Veee... Yavru köpek suratı yapmaya başladı ve bu tatlılığa karşı koyamayıp ağzımdan "Tamam" sözü çıktı. Tam vazgeçecektim Ethan karıştı "Laf ağızdan bir kere çıkar, Amberciğim." Lanet olsun!

Kahvaltı için baya özeniyor gibi. Nihayet 18 dakika sonra (Evet, sıkıntıdan telefondan kronometre tuttum.) beni masaya çağırdı. Bu çocuk bana abayı yakmış sanırım. Kalp şeklinde kızarmış ekmekler , gülen yüz şeklinde konulmuş yumurta ve pastırma ve çiçek şeklinde konmuş domates ve salatalıklar. Filmlerde gördüğüm gibi çok "yapmacık" bir şey yapmak istedim. "Sofranın fotoğrafını çekmek." Amber sana neler oluyor?

Masadaki meyve suyu dolu bardağımı aldım ve arkamda duran saksıya döktüm. Ethan'a "Biraz daha meyve suyu alabilir miyim?" diye sordum. O meyve suyu doldururken ben de çaktırmadan fotoğrafı çektim. Telefonumdaki ilk fotoğraf. Yihu! Fotoğrafta Ethan da çıktı. Kahretsin! Çok tatlı gözüküyor! Kendine gel Amber?

Kahvaltımı birkaç lokmada bitirdim. Ne kadar erken bitirirsem o kadar erken çıkabilirim.
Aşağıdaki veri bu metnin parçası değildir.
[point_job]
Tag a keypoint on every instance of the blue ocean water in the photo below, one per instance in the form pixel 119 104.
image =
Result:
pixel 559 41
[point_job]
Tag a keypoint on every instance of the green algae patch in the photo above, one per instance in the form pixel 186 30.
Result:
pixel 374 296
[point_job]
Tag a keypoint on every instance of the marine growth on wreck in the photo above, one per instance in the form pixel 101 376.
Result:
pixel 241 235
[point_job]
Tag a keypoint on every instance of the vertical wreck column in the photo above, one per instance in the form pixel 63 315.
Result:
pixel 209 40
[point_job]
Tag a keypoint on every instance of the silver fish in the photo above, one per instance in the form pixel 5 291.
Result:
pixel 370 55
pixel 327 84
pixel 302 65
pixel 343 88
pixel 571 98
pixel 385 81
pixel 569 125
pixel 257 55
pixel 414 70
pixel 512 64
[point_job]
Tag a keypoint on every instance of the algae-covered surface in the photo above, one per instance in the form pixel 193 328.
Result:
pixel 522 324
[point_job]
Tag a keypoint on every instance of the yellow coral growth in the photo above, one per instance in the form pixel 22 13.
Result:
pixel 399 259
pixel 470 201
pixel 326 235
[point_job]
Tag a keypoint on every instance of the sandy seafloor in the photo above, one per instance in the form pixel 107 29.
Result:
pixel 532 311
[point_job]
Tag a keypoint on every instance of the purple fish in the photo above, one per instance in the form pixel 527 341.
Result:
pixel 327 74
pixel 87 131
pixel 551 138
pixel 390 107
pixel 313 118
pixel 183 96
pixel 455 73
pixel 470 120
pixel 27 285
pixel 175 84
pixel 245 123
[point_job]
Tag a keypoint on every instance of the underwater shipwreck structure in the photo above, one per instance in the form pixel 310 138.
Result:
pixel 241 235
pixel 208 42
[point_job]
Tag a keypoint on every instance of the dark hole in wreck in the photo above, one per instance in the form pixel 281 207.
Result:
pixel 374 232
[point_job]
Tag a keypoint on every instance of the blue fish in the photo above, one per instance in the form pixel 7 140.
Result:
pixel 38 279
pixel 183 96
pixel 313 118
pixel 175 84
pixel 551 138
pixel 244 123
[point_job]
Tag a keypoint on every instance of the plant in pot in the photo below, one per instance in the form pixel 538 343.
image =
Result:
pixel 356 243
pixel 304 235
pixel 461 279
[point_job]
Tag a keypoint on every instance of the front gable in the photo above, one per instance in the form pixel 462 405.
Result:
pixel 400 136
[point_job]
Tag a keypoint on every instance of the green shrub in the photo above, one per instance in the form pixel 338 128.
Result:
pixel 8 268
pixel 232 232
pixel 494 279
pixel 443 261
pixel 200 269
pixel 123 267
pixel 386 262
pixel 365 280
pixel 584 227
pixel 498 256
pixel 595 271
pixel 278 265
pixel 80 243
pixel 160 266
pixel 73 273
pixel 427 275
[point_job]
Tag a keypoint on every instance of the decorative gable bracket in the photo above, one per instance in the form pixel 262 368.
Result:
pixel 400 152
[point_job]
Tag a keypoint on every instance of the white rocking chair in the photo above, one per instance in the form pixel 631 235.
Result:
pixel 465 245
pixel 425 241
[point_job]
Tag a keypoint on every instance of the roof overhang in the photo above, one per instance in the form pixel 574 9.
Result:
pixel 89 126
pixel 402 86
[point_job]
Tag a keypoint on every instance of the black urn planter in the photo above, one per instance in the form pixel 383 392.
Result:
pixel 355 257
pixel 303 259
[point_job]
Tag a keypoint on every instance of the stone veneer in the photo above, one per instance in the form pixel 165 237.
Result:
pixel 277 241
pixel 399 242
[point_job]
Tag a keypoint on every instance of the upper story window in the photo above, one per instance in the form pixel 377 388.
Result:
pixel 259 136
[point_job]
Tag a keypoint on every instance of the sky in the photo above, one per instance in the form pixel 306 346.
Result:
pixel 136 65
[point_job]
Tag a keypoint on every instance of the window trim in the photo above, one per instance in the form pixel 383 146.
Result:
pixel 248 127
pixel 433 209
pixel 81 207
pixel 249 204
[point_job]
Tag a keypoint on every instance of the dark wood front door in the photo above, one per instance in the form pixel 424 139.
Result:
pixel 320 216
Kihkihkih! Sırf bana yetişmek için lokmaları boğazına dizdi. Hatta neredeyse boğuluyordu. O da benden birkaç dakika sonra bitirdi.
Tuvalete gitti. Telefonu masada kalmıştı. Biraz karıştırmak istedim. Ortama uyum sağlamam lazım sonuçta. Neler var diye incelemem lazım. Şifresi var! Kahretsin! Düşün düşün düşün... Doğum tarihi? Hayır, bu çocuk bu kadar saf değil bence. Duvarda Liverpool posteri var! 1892 olabilir mi yoksa? Evet,1892! Bu çocuk da babam gibi. Ikisi de Liverpool'u tutuyor ve şifrelerini 1892 yapıyor. Umarım Ethan da eski karısını öldürmez.

Telefondaki bazı şeyleri not aldım:
Instagram
Facebook
Twitter
Snapchat
Tumblr
YouTube

Ancak bunları not alabildim.
Sonra bazı ayak sesleri duydum. Ethan yaklaşıyordu. Telefonu masaya koydum ve kendi telefonumla ilgileniyormuş gibi yaptım.
Ethan geldi ve bana bakmaya başladı. Garipsedim biraz. Bana öyle bakma Ethan! Tuhaf hissediyorum! Sanki bir şey söyleyecekmiş gibiydi. Ama onun söylemesine izin vermeden ben konuşmaya başladım:

-Şey, ben artık kalkayım.
-Eeem... Seni benim bırakmamı ister misin?
-Yok, ben kendim giderim. Sağol. Ayağım daha iyi hem.
Benimle kapıya kadar geldi. Tam gidecektim ki kolumdan tuttu:
-Şey... Amber...
-Evet?
-Ben...
-Söylesene?!
-Boşver...
-Peki.
-Peki.

Ne diyecektin Ethan?! Meraktan çatlayacağım. Her neyse. Şimdi internet bulmam lazım. Belki o içinde tek boynuzlu at çişi olan kahvenin satıldığı yerde internet vardır.